Ivan Vaneev: The sky didn’t fall in Ukraine
What so many Ukrainian voters were afraid of simply did not happen. After being sworn in as president, Volodymyr Zelensky did not attempt to establish closer relations with Russia. Whether he would have liked to or not is not important. Zelensky’s decisions are now subordinated to political expediency as he and his party have to do what Ukraine’s citizens want if he hopes to win a majority in the upcoming parliamentary elections on 21 July.
The overwhelming majority of Ukrainians want to continue down the road that the country was already headed on before Zelensky became president – towards further integration with Europe.

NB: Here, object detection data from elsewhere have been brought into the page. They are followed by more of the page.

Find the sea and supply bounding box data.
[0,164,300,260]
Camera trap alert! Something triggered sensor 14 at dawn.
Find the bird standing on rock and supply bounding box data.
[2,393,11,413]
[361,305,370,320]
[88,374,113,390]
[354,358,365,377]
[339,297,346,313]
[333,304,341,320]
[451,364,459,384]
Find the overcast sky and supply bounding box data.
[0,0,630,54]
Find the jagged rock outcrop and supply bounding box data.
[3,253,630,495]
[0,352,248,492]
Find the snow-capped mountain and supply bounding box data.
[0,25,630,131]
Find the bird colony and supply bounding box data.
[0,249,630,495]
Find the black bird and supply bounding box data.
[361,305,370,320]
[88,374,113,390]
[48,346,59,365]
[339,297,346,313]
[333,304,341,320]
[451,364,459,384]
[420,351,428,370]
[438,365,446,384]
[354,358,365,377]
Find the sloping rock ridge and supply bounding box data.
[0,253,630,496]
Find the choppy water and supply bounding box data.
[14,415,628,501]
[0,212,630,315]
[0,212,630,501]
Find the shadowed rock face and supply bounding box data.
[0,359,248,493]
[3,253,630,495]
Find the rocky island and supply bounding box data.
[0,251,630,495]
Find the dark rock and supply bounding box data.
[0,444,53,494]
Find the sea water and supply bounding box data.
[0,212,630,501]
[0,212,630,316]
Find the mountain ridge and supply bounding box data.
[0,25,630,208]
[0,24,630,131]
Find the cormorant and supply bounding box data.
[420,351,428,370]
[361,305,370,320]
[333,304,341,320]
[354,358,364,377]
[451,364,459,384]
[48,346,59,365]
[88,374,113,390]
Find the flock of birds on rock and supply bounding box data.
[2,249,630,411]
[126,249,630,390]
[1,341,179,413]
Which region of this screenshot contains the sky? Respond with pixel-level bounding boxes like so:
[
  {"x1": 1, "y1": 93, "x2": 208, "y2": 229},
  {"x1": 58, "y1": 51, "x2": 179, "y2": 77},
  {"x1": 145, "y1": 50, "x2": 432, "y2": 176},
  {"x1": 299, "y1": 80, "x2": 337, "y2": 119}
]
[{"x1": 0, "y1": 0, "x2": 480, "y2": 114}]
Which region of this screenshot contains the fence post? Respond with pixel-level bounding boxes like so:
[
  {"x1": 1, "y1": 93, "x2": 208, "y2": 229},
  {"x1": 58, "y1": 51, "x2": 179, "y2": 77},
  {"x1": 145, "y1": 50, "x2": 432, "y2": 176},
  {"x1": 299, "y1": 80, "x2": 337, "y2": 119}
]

The country’s pro-Russian parties are currently only polling at about 10%, which is quite normal under the circumstances. Ukrainian society is inclined to multipolar attitudes, but the fact that this minority is, nevertheless, starting to be more positive towards Russia is not typical of where the country is going.
As a result, Zelensky did not reach out to Moscow, but first went to Brussels and then to Canada, where he openly asked for military and political backing. This symbolic act was, in fact, an official public statement of the will and expectations of the majority of the Ukrainian population – Ukraine will never go back to the Soviet Union.
The country’s most important achievement in the past five years has been a civil society that won’t let politicians lose touch with reality. Ukraine’s voters are changing and changes begin with the most active layer of society – activists, bloggers, and those who have found a place in political life.
Activists and the press expose cases of corruption and take those accused of the crimes to task by publicly outing their misdeeds. Journalists are, however, often limited because some stories will sell copy and others do not. As a result, they write about someone who stole a billion hryvnias – about €35 million – but not about a kindergarten that was never opened.
The public must understand that shedding light on local examples of poor governance is not, in fact, the job of a journalist or the press in general, it is the responsibility of Ukraine’s millions of voters.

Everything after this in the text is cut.